Hopefully, this initiative can also ask basic questions about how much and what forms of mobility are needed in Auroville. If it aims to be truly evolutionary, could it move away from private cars, for instance, and substantially to public transport, cycling and walking? This in turn is linked to questions such as what forms of economy could lead to sustainability and self-reliance; could it move much more towards localised, non-monetary and local currency based exchange systems? Some long-term residents like Olivier Barot and several younger residents, including Indians who have more recently joined the Auroville community, are exploring such systems. And then, how can governance be truly centred around a democratic Residents’ Assembly? If it truly wants to be 'the city the Earth needs', a vision of well-being that is holistic, sustainable, and equitable is needed. Many elements of this already exist in practical experiments and in proposals, both within and outside Auroville, but have to be threaded together into a coherent whole.
For anyone interested in Auroville’s importance as an experiment in alternative living, such a process should be of great interest. This was emphasised in a statement of support to Auroville by Vikalp Sangam, a national platform of organisations and movements searching for alternatives to today’s destructive mode of development and the underlying structures of capitalism, state-domination, patriarchy, casteism, and human-centredness. It said that Auroville continues to have a crucial role “in the research and design of systems of food production, ecological restoration, natural healthcare, education, architecture, and watershed-sensitive town planning” and “as a site for innovation towards collective creativity and harmony.”

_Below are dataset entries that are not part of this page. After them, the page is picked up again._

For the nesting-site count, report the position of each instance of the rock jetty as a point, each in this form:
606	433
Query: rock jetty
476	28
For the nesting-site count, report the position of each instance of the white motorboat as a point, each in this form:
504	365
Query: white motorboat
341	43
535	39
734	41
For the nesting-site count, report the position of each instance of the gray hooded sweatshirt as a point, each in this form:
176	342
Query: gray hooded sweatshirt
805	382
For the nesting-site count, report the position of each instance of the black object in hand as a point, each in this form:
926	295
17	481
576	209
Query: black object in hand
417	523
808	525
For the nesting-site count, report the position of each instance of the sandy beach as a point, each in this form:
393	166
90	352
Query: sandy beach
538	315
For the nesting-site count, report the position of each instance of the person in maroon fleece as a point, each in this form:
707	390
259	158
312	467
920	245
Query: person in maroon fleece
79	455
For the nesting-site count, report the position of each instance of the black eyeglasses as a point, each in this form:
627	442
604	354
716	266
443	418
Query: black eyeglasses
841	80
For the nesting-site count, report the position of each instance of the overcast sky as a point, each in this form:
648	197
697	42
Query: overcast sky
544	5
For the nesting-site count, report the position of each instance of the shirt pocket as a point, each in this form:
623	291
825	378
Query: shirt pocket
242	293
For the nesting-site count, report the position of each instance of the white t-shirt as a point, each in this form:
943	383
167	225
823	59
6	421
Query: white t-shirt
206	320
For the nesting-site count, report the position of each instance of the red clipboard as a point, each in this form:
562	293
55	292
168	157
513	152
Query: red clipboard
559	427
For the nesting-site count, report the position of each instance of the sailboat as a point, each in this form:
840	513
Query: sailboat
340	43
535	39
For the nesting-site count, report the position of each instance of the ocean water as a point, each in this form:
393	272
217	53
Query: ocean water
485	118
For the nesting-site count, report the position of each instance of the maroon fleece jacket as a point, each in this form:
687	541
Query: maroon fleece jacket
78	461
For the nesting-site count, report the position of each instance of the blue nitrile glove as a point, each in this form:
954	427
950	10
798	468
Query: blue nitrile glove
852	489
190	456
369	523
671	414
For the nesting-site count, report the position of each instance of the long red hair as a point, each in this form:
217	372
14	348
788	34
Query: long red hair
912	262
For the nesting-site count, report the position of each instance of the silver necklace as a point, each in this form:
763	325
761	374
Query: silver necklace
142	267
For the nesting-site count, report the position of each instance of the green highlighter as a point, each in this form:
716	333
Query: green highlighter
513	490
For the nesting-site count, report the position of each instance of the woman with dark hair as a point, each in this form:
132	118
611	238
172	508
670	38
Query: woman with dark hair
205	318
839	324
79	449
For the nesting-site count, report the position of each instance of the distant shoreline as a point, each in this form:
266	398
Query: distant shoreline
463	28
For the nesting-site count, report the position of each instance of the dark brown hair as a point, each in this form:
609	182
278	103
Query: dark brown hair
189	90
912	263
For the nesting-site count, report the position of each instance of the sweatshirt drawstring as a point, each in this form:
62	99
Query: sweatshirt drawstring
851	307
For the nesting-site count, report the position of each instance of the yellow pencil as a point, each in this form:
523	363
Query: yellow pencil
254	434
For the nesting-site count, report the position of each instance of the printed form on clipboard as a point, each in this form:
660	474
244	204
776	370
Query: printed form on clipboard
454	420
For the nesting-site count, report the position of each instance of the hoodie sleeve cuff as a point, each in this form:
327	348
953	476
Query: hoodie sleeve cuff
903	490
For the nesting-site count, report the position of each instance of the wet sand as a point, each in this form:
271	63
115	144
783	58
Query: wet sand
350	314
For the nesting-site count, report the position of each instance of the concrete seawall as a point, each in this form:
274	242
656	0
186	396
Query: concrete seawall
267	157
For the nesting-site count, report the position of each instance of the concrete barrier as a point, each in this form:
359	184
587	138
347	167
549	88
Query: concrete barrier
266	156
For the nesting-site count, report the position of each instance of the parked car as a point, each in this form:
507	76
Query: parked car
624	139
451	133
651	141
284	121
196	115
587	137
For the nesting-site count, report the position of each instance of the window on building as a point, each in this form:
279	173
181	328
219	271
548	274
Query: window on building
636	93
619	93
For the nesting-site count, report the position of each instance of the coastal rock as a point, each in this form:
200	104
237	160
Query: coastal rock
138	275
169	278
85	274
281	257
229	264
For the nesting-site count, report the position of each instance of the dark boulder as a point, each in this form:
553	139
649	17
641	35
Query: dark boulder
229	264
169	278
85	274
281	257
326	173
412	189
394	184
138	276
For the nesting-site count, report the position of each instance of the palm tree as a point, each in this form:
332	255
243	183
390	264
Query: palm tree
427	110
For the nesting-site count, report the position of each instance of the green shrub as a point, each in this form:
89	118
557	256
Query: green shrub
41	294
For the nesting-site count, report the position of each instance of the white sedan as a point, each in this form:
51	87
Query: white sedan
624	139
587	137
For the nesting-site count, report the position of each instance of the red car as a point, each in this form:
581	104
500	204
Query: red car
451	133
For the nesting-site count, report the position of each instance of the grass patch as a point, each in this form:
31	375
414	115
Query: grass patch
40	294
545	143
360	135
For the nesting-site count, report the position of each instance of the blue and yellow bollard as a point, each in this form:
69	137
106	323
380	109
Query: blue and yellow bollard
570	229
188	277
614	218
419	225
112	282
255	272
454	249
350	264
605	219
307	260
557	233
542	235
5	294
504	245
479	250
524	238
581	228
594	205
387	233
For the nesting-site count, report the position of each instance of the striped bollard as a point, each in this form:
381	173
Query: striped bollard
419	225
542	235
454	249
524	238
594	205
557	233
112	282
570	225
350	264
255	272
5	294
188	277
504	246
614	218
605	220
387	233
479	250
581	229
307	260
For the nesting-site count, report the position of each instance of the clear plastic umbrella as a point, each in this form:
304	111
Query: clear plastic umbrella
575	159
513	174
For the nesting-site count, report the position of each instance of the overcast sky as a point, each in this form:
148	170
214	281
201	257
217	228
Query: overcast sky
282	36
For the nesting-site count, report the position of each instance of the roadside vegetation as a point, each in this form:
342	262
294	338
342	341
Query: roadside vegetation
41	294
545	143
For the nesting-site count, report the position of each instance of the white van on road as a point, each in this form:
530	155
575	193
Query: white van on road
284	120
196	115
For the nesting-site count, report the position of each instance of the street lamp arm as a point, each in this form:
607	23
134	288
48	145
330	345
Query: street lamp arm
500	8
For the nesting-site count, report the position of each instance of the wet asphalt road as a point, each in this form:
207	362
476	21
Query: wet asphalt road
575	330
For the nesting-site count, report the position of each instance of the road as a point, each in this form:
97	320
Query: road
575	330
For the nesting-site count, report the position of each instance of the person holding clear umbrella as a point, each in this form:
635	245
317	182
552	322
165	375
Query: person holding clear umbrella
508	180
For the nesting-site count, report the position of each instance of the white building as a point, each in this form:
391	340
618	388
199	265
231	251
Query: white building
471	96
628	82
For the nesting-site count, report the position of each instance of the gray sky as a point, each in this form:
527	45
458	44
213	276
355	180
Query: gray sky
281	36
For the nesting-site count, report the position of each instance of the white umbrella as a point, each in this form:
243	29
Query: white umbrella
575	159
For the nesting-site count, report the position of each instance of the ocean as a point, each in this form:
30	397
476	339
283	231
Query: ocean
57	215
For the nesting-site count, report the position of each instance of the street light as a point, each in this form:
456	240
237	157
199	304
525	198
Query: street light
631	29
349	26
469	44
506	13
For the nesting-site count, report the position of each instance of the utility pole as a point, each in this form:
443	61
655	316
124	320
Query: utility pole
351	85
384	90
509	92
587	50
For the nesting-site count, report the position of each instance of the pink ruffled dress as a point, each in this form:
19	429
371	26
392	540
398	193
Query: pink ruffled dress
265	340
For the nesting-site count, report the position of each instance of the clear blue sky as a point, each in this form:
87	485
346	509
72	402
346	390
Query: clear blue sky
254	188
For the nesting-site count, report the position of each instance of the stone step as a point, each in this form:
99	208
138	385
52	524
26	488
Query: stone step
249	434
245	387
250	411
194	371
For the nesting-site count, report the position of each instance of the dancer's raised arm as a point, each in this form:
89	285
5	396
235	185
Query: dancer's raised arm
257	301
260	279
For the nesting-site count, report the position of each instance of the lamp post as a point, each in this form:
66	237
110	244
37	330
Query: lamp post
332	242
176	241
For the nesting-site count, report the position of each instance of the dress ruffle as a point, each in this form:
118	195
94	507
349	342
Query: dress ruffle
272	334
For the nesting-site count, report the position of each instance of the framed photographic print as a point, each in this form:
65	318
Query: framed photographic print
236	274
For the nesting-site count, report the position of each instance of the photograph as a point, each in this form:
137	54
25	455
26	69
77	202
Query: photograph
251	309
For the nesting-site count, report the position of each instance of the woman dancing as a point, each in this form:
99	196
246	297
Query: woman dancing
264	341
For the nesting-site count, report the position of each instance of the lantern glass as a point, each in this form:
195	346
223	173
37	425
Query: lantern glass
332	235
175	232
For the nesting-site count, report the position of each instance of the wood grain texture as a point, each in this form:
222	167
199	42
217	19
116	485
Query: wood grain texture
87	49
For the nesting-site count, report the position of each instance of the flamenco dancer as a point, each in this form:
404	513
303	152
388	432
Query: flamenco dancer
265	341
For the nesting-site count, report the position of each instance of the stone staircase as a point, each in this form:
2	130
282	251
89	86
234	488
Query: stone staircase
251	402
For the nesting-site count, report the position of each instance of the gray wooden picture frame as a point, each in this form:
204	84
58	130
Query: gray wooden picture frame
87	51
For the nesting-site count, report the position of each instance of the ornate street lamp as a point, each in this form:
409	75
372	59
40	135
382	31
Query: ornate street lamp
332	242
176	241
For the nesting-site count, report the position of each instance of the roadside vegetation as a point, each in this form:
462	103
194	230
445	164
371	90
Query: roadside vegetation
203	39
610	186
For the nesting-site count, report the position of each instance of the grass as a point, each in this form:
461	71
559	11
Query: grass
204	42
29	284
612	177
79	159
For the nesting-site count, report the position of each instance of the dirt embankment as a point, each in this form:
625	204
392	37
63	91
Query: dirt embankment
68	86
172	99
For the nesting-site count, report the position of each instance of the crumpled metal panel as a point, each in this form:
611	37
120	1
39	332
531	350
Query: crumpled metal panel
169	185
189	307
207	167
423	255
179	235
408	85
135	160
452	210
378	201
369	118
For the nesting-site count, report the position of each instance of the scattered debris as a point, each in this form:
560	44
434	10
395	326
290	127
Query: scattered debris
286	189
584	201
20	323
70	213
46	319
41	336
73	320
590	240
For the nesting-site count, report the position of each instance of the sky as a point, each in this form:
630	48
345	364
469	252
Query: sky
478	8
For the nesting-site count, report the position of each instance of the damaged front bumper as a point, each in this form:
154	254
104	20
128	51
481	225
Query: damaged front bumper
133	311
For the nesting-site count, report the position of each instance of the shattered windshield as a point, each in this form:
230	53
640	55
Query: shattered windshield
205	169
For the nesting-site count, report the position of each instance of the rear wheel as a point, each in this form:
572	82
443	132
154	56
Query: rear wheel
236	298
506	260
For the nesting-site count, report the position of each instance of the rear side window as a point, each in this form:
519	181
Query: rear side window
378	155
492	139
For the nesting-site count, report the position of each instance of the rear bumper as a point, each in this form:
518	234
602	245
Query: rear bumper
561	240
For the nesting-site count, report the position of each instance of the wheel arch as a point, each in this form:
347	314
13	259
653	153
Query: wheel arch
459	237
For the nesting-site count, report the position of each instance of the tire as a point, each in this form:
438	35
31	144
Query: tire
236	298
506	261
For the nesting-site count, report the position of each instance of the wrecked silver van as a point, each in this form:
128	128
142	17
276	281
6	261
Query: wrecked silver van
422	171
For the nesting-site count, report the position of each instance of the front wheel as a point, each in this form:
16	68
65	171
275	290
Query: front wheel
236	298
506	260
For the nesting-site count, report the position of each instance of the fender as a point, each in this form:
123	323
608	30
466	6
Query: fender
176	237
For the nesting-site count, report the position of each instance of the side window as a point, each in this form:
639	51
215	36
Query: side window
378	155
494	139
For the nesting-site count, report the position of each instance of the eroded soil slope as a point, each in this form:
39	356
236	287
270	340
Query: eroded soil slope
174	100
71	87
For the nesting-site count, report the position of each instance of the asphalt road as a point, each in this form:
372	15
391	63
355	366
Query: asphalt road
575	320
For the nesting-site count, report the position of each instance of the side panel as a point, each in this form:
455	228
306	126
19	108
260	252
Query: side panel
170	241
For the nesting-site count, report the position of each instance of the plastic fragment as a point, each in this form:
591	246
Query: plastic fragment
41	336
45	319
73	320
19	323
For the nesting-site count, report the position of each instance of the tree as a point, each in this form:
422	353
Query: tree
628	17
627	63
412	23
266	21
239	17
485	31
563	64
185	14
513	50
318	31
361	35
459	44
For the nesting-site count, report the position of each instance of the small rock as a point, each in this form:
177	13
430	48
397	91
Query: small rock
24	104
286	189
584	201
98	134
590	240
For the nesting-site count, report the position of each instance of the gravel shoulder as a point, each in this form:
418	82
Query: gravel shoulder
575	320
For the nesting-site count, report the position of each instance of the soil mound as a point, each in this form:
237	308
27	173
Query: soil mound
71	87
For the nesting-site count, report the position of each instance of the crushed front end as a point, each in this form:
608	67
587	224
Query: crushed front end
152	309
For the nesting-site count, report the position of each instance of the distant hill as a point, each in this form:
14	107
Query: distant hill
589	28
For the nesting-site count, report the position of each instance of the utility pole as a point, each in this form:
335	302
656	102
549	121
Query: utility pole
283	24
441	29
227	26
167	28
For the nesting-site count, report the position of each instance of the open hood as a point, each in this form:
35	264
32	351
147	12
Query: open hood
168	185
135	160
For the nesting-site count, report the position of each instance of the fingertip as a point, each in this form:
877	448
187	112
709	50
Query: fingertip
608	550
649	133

As one of the first residents, Frederick, told me: “Auroville needs to follow its own dharma, a trans-religious, trans-national, trans-cultural living, and as a laboratory for experiments towards a higher consciousness, and for this it needs time and space.” Indeed, if it can show how people from 60 nationalities and from myriad backgrounds and persuasions and ways of life can live together, creating an ecologically sustainable and equitable model of co-existence, it could inspire hundreds of other such initiatives around the world. This is what must be protected from the machinations of New Delhi, and from attempts to rush through rigidly imposed, non-participatory, ecologically dubious infrastructural development.